Stores code for our experiments with a simple crystal structure descriptor for machine learning on binary materials
Use the package manager pip to install any required packages for the project. You will need LightGBM, TensorFlow, sklearn, pandas, and jupyter. Note that future iterations of the project will require PyTorch too. Please look up their respectives websites to install them.
There are three different machine learning models implemented for each of the two tasks. Please refer to the Project Structure for the following section.
Folder 'conduction_models' includes 4-layer neural network using TensorFlow in '4Layer_TF_binary.ipynb', LightGBM method in 'LGBM_Boosted_Trees.ipynb', and logistic regression in 'LogisticRegression.ipynb'. These models are used for binary classification of materials as conductors/insulators.
The predictions on the formation energies of the materials are obtained using 4-layer neural network in '4Layer_net_TF.ipynb', LightGBM method in 'LGBM_Boosted_Trees.ipynb', and linear regression in 'Linear Regression.ipynb' from the 'energy_models' folder.
All the models run using the data processed by our crystal-structure descriptor from file 'Descriptor.csv' at folder 'data/descriptor'. This file can be re-generated by running 'descriptor_run.ipynb' file from 'data_processing' folder. The initial data is provided in files 'binary_cell_df.pkl' and 'binary_species_list.pkl' in the folder 'data/pkls'.

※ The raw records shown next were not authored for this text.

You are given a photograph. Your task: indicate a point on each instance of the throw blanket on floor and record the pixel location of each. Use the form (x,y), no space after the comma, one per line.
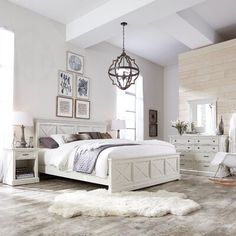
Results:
(85,158)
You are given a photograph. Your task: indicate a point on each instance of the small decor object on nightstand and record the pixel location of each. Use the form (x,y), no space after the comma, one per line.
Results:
(75,63)
(181,126)
(117,125)
(22,119)
(21,166)
(221,127)
(64,107)
(82,87)
(153,116)
(82,109)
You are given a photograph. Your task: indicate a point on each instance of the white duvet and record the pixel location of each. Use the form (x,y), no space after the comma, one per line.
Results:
(63,156)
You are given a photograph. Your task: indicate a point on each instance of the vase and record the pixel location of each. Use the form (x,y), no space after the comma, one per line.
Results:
(221,127)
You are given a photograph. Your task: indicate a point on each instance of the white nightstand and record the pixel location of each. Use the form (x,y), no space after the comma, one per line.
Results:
(17,160)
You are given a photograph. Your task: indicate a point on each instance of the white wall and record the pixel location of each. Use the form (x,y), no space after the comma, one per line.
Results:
(171,99)
(40,51)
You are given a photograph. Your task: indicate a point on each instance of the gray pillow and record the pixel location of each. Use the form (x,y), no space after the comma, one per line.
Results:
(71,138)
(48,142)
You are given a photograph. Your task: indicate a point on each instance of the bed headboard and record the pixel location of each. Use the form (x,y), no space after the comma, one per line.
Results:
(45,128)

The original data was fetched from the Materials Project database (https://materialsproject.org/). We fetch the following properties for all binary compounds ("nelements":2): 'energy_per_atom', 'band_gap', 'initial_structure'.
Model files:
├── energy_models
│ ├── 4Layer_net_TF.ipynb
│ ├── LGBM_Boosted_Trees.ipynb
│ └── Linear Regression.ipynb
└── conduction_models
├── 4Layer_TF_binary.ipynb
├── LGBM_Boosted_Trees.ipynb
└── LogisticRegression.ipynb
Data files:
└── data
├── descriptor
| └── DescriptorData.csv
└── pkls
├── binary_cell_df.pkl
└── binary_species_list.pkl
Extras(Plots and others):
├── README.md
├── energy_models
│ └── Accuracy.pdf
└── conduction_models
├── Plotting.ipynb
└── ROC_binary.pdf
Utility files:
├── data_processing
| ├── descriptor.py
| ├── descriptorExample.ipynb
| └── descriptor_run.ipynb
└── helpers
├── data_utils.py
└── picklers.py